- DVD cover art
- Also known as: Tianxia
- 大明天下
- Genre: Historical drama
- Written by: Ma Weijun
- Directed by: Wu Ziniu
- Presented by: Jia Yun
- Starring: Wang Ya'nan; Song Jia; Wang Huichun; Jiang Xin; Tao Zeru; Nie Yuan; Du Zhiguo; Wan Hongjie; Rao Minli; Zong Fengyan; Xing Yufei; Heizi;
- Opening theme: "Under Heaven" (天下) by Mao Ning
- Ending theme: "Folk Song" (江湖民谣) by Han Hong
- Composer: Wang Liguang
- Country of origin: China
- Original language: Mandarin
- No. of episodes: 42

Production
- Executive producer: Sima Xiaojia
- Producer: Jia Yun
- Production location: China
- Cinematography: Wang Yi; Zhang Wenjie; Ge Yansong;
- Editors: Li Yuan; Fan Kun;
- Running time: ≈45 minutes per episode
- Production company: Pikawang International Group

Original release
- Network: GZTV
- Release: 11 December 2007

= Ming Dynasty (2007 TV series) =

Ming Dynasty, also known as Tianxia, is a Chinese historical television series based on the events of during the reign of the Tianqi Emperor of the Ming dynasty. It was directed by Wu Ziniu and was first broadcast on GZTV in China in December 2007.

== Synopsis ==
Set in 17th-century China during the reign of the Tianqi Emperor of the Ming dynasty, the series follows the power struggle in the Ming government between the reformist Donglin movement and the corrupt eunuch Wei Zhongxian. Wei Zhongxian, who controls the spy agency Eastern Depot and the secret police jinyiwei, persecutes his political opponents and dominates the government with support from Madam Ke, the emperor's former wet nurse.

After several of their members are killed, the Donglin movement's leader Yang Lian travels to Liaodong with his adopted son Qian Jiayi. With support from the emperor's brother Prince Xin, Yang Lian intends to join the general Xiong Tingbi in lodging a formal accusation of corruption against Wei Zhongxian. However, Wei Zhongxian turns the tables on them by framing them for conspiring with the Jurchens against the Ming Empire. Xiong Tingbi is arrested while Yang Lian publicly denounces Wei Zhongxian outside the Forbidden City before being detained. Qian Jiayi attempts to save them, but fails and both Xiong Tingbi and Yang Lian are executed.

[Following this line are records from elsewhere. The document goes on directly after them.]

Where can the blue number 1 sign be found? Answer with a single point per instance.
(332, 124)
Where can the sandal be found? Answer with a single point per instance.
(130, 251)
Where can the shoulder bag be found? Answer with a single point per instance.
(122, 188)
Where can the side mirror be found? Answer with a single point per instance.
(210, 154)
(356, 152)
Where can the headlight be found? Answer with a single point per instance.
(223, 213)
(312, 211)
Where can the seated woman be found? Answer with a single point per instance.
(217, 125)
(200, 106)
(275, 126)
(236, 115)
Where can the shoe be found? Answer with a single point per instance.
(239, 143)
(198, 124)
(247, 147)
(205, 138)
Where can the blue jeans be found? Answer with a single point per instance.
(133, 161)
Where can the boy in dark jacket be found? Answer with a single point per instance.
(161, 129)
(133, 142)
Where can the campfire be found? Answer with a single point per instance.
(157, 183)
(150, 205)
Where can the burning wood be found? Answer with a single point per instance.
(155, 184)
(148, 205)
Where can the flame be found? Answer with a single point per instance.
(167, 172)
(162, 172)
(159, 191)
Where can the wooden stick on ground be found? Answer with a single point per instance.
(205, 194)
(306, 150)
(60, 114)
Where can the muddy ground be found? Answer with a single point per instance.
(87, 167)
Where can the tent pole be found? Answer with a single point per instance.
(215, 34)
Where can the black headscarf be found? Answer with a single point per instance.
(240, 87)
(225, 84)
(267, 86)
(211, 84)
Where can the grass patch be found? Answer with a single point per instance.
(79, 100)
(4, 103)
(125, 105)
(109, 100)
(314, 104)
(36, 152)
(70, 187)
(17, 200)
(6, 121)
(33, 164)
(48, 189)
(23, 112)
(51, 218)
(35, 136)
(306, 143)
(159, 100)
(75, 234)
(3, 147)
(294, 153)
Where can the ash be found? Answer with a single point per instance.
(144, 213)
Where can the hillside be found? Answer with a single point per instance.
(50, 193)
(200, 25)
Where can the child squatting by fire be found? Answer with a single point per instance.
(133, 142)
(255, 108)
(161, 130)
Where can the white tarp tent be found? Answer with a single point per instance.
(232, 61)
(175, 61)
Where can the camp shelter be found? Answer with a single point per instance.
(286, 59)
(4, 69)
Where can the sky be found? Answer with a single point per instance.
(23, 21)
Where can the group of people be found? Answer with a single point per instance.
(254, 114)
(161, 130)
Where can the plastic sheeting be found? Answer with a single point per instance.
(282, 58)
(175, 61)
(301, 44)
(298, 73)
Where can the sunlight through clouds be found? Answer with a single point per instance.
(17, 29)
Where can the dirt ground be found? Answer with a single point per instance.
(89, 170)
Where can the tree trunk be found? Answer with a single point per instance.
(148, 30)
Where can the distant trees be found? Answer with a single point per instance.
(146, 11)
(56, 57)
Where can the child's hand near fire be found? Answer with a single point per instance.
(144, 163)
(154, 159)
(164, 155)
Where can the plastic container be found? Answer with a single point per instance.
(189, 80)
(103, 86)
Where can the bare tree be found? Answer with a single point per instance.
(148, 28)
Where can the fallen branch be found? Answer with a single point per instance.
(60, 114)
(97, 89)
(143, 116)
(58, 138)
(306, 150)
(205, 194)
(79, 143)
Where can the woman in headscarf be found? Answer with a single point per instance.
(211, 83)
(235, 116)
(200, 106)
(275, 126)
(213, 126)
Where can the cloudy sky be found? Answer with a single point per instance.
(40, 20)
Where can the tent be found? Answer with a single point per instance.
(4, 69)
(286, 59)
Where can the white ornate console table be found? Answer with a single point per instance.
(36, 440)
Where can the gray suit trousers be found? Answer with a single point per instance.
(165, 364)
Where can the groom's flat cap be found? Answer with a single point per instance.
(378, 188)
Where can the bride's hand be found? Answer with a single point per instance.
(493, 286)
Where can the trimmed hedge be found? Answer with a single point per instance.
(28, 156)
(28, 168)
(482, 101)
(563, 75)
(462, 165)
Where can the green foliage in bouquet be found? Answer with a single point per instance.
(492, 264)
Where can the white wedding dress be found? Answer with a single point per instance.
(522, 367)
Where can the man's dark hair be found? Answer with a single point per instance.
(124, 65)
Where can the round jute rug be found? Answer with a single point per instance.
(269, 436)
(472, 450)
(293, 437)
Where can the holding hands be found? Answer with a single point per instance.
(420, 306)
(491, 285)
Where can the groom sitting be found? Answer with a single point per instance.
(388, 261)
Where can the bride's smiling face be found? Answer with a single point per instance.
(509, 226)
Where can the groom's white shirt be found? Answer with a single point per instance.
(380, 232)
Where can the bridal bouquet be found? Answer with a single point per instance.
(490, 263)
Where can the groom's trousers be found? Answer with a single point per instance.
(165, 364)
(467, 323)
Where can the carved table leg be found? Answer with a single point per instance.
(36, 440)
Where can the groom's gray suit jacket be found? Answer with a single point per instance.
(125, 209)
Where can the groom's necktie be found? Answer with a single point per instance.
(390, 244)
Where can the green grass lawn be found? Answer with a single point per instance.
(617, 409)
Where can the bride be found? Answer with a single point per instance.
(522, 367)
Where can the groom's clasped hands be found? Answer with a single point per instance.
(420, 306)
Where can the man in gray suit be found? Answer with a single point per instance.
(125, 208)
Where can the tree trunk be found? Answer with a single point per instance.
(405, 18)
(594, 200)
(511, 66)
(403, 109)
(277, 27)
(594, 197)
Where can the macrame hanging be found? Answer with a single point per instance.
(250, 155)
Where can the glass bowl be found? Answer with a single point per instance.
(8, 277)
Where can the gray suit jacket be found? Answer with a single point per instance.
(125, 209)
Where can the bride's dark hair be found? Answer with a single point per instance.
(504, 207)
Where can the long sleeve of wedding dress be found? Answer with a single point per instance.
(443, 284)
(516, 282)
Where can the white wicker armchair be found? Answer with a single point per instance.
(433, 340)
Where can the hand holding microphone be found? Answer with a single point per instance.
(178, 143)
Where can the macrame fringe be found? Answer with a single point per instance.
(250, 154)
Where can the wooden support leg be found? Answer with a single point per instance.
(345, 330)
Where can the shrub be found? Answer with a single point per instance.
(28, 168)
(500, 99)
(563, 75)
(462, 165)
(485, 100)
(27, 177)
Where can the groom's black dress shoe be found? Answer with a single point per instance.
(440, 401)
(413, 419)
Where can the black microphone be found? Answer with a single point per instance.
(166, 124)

Yang Lian's adopted daughter Murong Qiu attempts to avenge Yang Lian, but is unable to kill Wei Zhongxian. Wei Zhongxian then exploits the Tianqi Emperor's suspicions of his own family to stage an assassination attempt and frame Prince Xin for being the mastermind. Prince Xin is placed under arrest while three other princes are ordered to leave Beijing.

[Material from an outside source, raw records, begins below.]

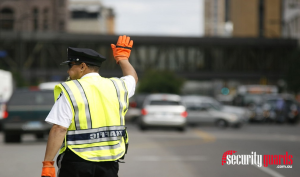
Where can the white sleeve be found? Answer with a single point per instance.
(61, 112)
(130, 83)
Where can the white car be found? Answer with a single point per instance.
(164, 110)
(206, 110)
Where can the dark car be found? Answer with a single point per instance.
(27, 110)
(281, 109)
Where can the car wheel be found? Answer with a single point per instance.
(239, 125)
(39, 136)
(181, 129)
(221, 123)
(143, 128)
(12, 137)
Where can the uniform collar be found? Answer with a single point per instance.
(90, 74)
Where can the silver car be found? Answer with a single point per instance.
(165, 110)
(206, 110)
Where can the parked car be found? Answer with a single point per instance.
(135, 107)
(163, 110)
(206, 110)
(280, 109)
(26, 113)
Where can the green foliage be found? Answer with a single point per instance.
(19, 79)
(154, 81)
(292, 76)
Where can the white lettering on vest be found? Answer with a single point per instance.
(112, 133)
(93, 136)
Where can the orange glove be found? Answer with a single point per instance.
(123, 48)
(48, 169)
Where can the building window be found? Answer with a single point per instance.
(84, 15)
(35, 15)
(61, 26)
(45, 20)
(6, 19)
(61, 3)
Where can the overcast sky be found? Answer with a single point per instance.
(158, 17)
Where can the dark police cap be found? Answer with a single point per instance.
(88, 56)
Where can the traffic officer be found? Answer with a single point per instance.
(88, 115)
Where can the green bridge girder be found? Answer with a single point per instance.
(36, 56)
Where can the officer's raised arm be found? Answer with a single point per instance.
(121, 53)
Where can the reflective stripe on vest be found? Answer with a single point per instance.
(76, 110)
(95, 135)
(91, 136)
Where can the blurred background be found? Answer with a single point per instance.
(232, 63)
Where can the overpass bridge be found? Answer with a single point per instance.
(36, 56)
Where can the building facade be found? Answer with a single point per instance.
(33, 15)
(244, 18)
(90, 16)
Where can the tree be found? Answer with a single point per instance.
(155, 81)
(293, 73)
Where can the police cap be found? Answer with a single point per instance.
(88, 56)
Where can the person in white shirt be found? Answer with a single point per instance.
(83, 63)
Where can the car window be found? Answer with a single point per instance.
(32, 98)
(163, 102)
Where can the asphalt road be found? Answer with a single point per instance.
(169, 153)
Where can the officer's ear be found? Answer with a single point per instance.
(83, 65)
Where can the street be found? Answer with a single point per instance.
(169, 153)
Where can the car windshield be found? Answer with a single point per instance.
(275, 103)
(163, 102)
(32, 98)
(252, 98)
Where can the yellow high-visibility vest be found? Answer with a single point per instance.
(97, 132)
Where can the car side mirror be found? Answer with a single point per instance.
(203, 109)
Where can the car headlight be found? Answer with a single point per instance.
(233, 117)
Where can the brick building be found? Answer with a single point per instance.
(33, 15)
(244, 18)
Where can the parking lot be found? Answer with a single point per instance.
(166, 152)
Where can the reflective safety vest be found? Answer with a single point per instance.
(97, 132)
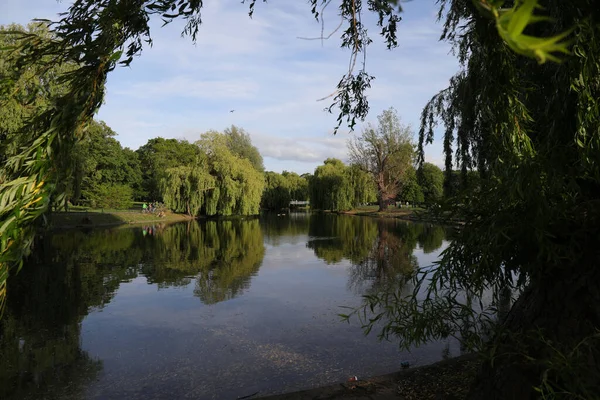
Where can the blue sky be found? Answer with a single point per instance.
(272, 79)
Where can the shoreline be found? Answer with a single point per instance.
(406, 214)
(95, 219)
(444, 380)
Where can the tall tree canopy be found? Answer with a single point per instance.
(385, 152)
(532, 129)
(239, 186)
(100, 160)
(157, 156)
(240, 143)
(431, 179)
(337, 187)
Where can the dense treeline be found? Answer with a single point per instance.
(222, 174)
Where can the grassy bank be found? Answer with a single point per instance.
(445, 380)
(96, 218)
(415, 214)
(390, 212)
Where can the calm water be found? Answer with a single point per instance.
(208, 310)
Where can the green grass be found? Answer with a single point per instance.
(99, 217)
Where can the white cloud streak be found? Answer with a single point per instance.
(272, 79)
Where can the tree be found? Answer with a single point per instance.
(277, 193)
(385, 152)
(111, 195)
(411, 190)
(298, 185)
(99, 159)
(330, 188)
(184, 189)
(337, 187)
(160, 154)
(431, 180)
(240, 143)
(238, 185)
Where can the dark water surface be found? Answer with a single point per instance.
(206, 310)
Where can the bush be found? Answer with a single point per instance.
(111, 196)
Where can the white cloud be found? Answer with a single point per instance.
(272, 79)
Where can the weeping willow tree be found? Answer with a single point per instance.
(530, 127)
(337, 187)
(184, 189)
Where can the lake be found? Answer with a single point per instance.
(208, 309)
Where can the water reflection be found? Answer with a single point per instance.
(76, 277)
(380, 250)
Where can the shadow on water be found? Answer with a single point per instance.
(73, 275)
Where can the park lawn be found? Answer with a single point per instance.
(391, 211)
(96, 217)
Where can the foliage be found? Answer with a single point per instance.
(184, 189)
(298, 185)
(337, 187)
(411, 190)
(238, 185)
(100, 159)
(431, 180)
(386, 153)
(282, 188)
(157, 156)
(531, 130)
(277, 193)
(110, 195)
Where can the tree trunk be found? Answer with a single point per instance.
(381, 193)
(567, 309)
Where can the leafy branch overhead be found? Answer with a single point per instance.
(512, 22)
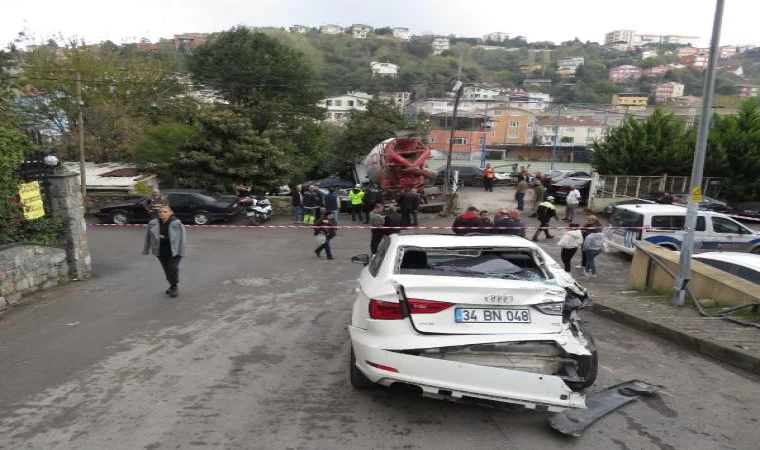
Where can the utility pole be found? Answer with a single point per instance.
(80, 125)
(458, 87)
(556, 137)
(687, 247)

Qian Jiayi and Luo Yunpeng, a jinyiwei officer, uncover an attempt to murder the three princes. After the princes are poisoned, the physician Yu Qian'er helps them fake their deaths. The princes secretly return to the capital and accuse Wei Zhongxian of attempted murder in front of the Tianqi Emperor. However, Wei Zhongxian pushes the blame to his subordinates and escapes punishment. Prince Xin is put on trial for treason, but Qian Jiayi saves him and helps to clear his name.

Qian Jiayi learns that Yu Qian'er has been betrothed to him since childhood, so they marry. Murong Qiu, who has feelings for Qian Jiayi, leaves Beijing with Luo Yunpeng. Qian Jiayi is promoted to a higher position in the Ministry of Justice, but soon gets involved in another conspiracy when his pregnant wife is accused of participating in the earlier attempt to assassinate the emperor.

Yu Qian'er reveals that Wei Zhongxian's agents have captured her father and forced her to join an assassin organisation, though she denies participating in the attack on the emperor. Qian Jiayi, after listening to her, concludes that Wei Zhongxian is targeting Yu Qian'er to destroy both himself and Prince Xin. As he investigates further, a mysterious figure repeatedly shows up to protect him when he is in danger and leads him to evidence of Wei Zhongxian's crimes. Qian Jiayi is consequently drawn into a wider conflict between Wei Zhongxian, Prince Xin, the surviving Donglin members, and the shadowy groups operating in the Ming government.